Re: perl threads in a recursive function
by BrowserUk (Patriarch) on Aug 21, 2013 at 14:56 UTC
    A new thread has to be created each time you call the function

    It depends very much upon the function involved. But in any case, it makes no sense to start more threads than you have cores/processors.

    And for tail-recursive functions; it makes no sense at all. Better to re-write the function to use iteration.

    The only really effective way to use threads in a recursive function is to split the iterative component of the function -- if it has one -- at the highest (earliest) level of recursion and then use normal recursion below that level.

    NB: Pointing out that the threaded versions below are slower than the non-threaded is redundant :)

    By way of example, the quicksort algorithm can be coded in perl as:

    sub quicksort { return @_ unless @_ > 1; my $pivot = shift; return ( quicksort( grep $_ < $pivot, @_ ), $pivot, quicksort( grep $_ >= $pivot, @_ ), ); }

    Starting a new thread for every level of recursion would be stupid. At the lowest levels, you would be starting a whole thread only to immediately return the single argument to the caller. And as recursion doesn't 'bottom out' until the function is called with a single value, it means that to sort a million items, you would be starting a million threads at the lowest level alone; and many, many others before you reach that level.

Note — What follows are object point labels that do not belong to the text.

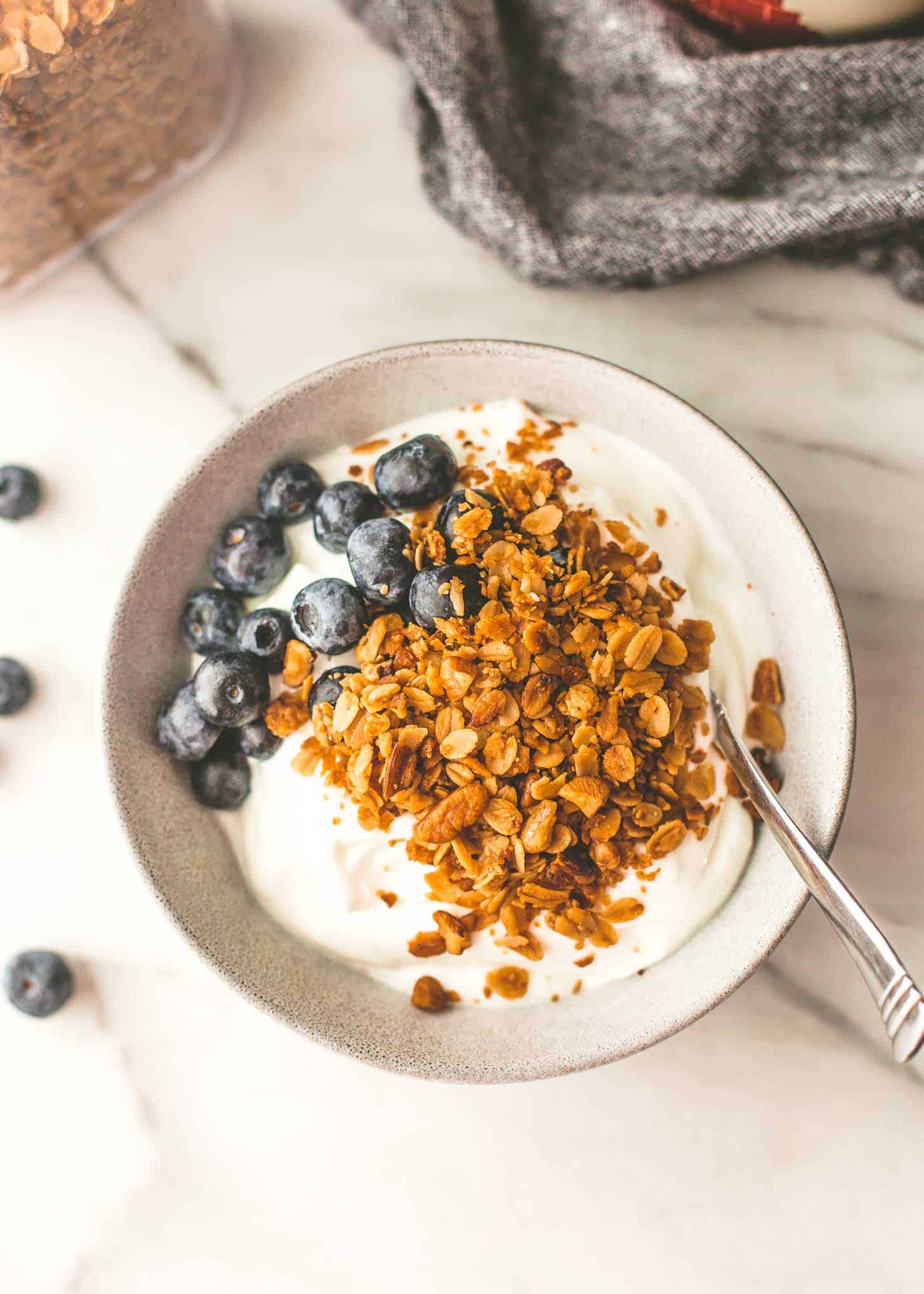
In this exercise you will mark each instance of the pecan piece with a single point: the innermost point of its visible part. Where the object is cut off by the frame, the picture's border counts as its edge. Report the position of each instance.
(399, 769)
(538, 694)
(429, 994)
(426, 944)
(454, 933)
(768, 688)
(508, 982)
(487, 708)
(765, 726)
(459, 809)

    So, to stand a chance of benefiting from threading in a recursive algorithm, you need to strictly control and limit the number of threads that are used. The simplest way to do that is to use two (or more) levels of function whereby the top level(s) deploy threads on a number (often 2) partitions of the data; and then those threads run a standard recursive algorithm upon those partitions.

    For the quicksort algorithm above that might look like this:

    sub quicksort_t { return @_ unless @_ > 1; my $pivot = shift; ## partition the data into 2 parts and run the standard recursive +algorithm ## on those two partitions in separate threads; return combined (j +oined) results my $t1 = asyncl sub{ quicksort( grep $_ < $pivot, @_ ) }, @_; my $t2 = asyncl sub{ quicksort( grep $_ >= $pivot, @_ ) }, @_; return ( $t1->join, $pivot, $t2->join ); }

    NB: asyncl() is not the standard async() function from threads, but rather a modified version that handles list context returns correctly.

    Theoretically, the runtime is halved. In practice, the overhead of starting threads and passing long lists through slow shared memory makes this much less efficient. But the theory is good :)

    If that was efficient, and you have more than 2 cores, you could take it a step further and inject a second level of threaded partitioning, thus using 4 threads:

    sub _quicksort_t { return @_ unless @_ > 1; my $pivot = shift; ## partition the data into 2 parts and run the standard recursive +algorithm ## on those two partitions in separate threads; return combined (j +oined) results my $t1 = asyncl sub{ quicksort( grep $_ < $pivot, @_ ) }, @_; my $t2 = asyncl sub{ quicksort( grep $_ >= $pivot, @_ ) }, @_; return ( $t1->join, $pivot, $t2->join ); } sub quicksort_t { return @_ unless @_ > 1; my $pivot = shift; ## Partition and thread to a thread helper function my $t1 = asyncl sub{ _quicksort_t( grep $_ < $pivot, @_ ) }, @_; my $t2 = asyncl sub{ _quicksort_t( grep $_ >= $pivot, @_ ) }, @_; return ( $t1->join, $pivot, $t2->join ); }

    Luckily, cores tend to come in powers of two, so this can be extended to handle 8, 16 32 etc.

    So, whilst threading the quicksort function in Perl doesn't result in any benefit (a contrariis: quite the opposite), it does lend itself to describing the possibilities for threading recursive algorithms; which for different algorithms and/or different languages can yield significant benefits.